Produksi yang digawangi oleh Syamsudin ini hadir dengan misi mulia: menyelamatkan seni tari tradisional dari gempuran zaman. Di era di mana K-Pop mendominasi, film ini hadir dengan pesan mendalam bahwa akar budaya tidak boleh hilang tertiup angin.
Cerita dalam film ini begitu manusiawi. Kita diajak mengenal Laras, remaja berhati emas yang diperankan oleh Ale. Ia bukan hanya menari, tapi hidup dalam tarian. Dengan ketulusannya, ia berhasil mengubah pandangan temannya, membuktikan bahwa keindahan tari tradisi tak kalah memukau.
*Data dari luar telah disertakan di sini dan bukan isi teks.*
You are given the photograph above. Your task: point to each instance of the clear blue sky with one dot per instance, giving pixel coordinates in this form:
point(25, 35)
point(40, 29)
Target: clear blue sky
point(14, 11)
Di sana, hadir pula sosok bijak Ambu Rita Laraswati yang menjaga sanggar dan mengajarkan tarian sakti “Laras Hati”. Berbeda dengan ketegasan Kang Arul sebagai ayah yang ingin yang terbaik untuk putrinya, hingga konflik yang dibawa oleh karakter licik Omo dan ketenangan Abah Ajo.
Perpaduan menjadi sempurna ketika sentuhan modern dari grup StarBe bertemu dengan keanggunan gerakan tradisional. Mata penonton dimanjakan, hati tersentuh, dan rasa bangga muncul perlahan namun pasti.
“Silent Dance” bukan sekadar tontonan, ini adalah tuntunan. Edukasi yang dibalut kisah indah untuk mengingatkan kita semua, terutama generasi muda, akan siapa diri kita.
Film ini siap mengguncang hati penonton mulai 14 Mei 2026 mendatang di seluruh Jawa dan kota besar termasuk Labuan Bajo. Ayo dukung karya anak bangsa, rasakan sendiri akhir cerita yang memukau, dan banggalah berbudaya!